Furthermore, this film is a visual treat to watch. No matter how many times we re-watch Neo (Keanu Reeves) dodge the bullets from an Agent, it’s a scene that catapults this film from being something memorable to a feature that will continue to inspire others for the future of film-making. So many shots and bullet time effects were used to create an iconic sequence. It would go on to be utilized for games and parodied for some films such as Scary Movie and Shrek. The action sequences would serve as inspiration for Charlie’s Angels (2000), X-Men (2000) and more.

The film also strikes with the performances of Reeves, Carrie-Anne Moss, Laurence Fishburne and Hugo Weaving. Whether it is from Fishburne delivering memorable quotes or Weaving bringing an engagingly odd performance, these actors are the glue that hold the film together. Understanding their characters & philosophies is coupled by kick-ass action and breathtaking moments. Add in the music and direction by the Wachowskis, and they built a franchise we’ll still be talking for decades to come.

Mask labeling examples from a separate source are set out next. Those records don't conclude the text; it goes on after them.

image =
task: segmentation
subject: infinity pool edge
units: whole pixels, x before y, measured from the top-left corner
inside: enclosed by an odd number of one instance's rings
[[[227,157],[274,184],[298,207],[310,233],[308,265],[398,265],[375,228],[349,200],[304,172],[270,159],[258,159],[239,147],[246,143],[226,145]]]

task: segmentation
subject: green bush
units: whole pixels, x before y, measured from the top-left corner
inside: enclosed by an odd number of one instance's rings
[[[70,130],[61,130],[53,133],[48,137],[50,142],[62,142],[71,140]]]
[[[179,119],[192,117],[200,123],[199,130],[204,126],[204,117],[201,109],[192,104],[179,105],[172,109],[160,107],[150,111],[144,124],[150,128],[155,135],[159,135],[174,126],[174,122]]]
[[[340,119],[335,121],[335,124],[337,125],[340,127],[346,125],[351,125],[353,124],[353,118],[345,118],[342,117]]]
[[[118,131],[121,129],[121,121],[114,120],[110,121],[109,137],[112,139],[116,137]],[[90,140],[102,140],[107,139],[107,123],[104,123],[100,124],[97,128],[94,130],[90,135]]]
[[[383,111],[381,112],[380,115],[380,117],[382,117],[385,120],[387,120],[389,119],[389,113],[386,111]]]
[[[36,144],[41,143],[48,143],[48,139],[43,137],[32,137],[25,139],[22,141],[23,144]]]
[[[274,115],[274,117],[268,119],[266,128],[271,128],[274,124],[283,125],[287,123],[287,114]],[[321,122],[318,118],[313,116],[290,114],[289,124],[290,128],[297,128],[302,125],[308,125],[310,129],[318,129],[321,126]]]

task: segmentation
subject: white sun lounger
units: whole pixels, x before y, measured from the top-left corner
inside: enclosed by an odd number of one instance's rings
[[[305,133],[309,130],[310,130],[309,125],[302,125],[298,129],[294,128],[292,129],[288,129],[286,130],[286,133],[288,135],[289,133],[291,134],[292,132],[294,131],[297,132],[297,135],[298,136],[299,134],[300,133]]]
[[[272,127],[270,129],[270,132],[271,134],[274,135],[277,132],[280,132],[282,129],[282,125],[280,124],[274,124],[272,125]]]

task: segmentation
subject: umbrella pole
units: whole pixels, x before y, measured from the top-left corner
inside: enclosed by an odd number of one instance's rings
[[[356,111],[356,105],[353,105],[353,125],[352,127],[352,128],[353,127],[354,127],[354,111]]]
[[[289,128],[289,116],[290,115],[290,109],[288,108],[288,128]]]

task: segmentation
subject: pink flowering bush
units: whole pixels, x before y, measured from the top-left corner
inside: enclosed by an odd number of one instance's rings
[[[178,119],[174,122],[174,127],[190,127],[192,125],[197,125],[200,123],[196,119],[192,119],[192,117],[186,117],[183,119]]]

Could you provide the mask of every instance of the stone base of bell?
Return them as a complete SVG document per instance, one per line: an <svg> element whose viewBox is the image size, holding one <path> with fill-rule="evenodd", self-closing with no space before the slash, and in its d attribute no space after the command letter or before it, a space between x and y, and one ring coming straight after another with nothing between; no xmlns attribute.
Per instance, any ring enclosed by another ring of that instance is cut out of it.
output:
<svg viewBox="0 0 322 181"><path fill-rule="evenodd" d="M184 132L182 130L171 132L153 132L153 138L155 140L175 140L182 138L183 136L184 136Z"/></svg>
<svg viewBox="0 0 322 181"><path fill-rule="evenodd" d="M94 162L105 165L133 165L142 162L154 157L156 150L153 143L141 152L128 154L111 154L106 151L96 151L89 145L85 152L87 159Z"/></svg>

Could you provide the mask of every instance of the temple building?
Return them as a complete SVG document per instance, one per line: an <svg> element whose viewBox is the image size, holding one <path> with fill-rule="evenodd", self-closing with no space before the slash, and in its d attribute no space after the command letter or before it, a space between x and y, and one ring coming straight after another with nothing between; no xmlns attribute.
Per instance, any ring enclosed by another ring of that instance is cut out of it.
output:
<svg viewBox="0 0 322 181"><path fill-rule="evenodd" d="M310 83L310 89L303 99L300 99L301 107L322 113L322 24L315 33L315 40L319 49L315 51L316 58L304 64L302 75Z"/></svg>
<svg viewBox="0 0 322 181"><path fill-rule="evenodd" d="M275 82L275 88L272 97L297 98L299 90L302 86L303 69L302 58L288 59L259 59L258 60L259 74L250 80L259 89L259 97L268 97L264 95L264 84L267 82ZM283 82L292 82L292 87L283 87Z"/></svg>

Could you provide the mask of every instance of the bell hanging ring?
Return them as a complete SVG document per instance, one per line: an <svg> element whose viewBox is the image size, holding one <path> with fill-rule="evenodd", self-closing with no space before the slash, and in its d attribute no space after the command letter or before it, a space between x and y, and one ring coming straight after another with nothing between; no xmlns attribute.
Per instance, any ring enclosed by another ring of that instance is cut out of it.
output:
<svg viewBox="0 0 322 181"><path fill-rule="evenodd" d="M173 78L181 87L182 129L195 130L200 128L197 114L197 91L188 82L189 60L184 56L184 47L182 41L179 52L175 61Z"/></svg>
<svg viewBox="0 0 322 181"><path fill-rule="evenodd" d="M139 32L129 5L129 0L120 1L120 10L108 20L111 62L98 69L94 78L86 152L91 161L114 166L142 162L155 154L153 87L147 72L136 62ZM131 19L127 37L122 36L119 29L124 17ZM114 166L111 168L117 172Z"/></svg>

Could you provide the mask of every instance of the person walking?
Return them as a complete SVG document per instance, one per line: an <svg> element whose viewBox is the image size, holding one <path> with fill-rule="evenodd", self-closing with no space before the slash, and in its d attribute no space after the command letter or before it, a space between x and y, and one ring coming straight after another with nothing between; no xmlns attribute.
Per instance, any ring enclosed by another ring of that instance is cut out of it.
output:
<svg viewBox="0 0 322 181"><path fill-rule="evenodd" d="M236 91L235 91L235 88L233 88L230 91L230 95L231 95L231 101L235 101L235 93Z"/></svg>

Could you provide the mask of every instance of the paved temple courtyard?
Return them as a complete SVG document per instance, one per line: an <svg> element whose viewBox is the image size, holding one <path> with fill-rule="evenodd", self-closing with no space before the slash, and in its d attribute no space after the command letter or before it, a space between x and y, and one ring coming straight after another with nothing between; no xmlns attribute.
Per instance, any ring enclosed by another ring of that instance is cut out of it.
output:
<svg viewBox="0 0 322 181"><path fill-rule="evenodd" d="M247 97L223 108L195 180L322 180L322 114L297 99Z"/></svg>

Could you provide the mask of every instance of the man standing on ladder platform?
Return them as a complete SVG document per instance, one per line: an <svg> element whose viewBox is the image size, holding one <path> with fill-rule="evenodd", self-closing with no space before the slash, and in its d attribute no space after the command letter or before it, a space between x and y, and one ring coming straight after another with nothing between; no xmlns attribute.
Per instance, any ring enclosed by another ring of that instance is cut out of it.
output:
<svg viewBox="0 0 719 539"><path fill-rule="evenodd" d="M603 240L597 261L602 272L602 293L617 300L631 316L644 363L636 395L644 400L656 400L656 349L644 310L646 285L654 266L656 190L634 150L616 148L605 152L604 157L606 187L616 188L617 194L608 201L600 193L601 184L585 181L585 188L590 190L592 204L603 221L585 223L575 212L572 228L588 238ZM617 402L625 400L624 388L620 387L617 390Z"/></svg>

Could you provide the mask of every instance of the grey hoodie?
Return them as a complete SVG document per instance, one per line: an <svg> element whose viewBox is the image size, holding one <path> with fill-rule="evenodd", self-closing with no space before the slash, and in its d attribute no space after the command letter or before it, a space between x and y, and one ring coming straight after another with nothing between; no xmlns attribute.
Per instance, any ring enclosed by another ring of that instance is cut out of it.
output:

However, we have to address the elephant in the room though. The sequels sucked in comparison to the first Matrix film, and there’s no real argument to dispute that. The Matrix Reloaded and Revolutions were shot back to back and both released in 2003, four years after the first one. While they retained their special effects and beautiful choreography in action scenes, they fell heavily in storyline routes and pacing. It came to a point where the audience was more eloped with the action and pushed aside any type of story, and that did not bode well for the franchise.

The Matrix franchise is one we all talk about similarly to Star Wars, Lord of the Rings, Harry Potter and more. It just unfortunately falls in the same boat as the Terminator franchise. One or two phenomenal films, and then a catastrophic overthinking of sequels that makes one wonder why they were even considered. Now that a Matrix 4 is in the works with Reeves and Moss returning, this writer is both joyous at the thought and somewhat fearful for its performance. Let us hope that can properly wrap up the franchise on an admirable note.

For now, we should relish in what The Matrix has accomplished ever since its release in 1999. It signified the dawning of sci-fi films, and transformed incredible effects and action pieces. It will be remembered for what complex ideas it incorporated and presenting them in an appetizing fashion to audiences around the world. One of the greatest films of all time, this is a must see to anyone who enjoys action and thought-provoking principles.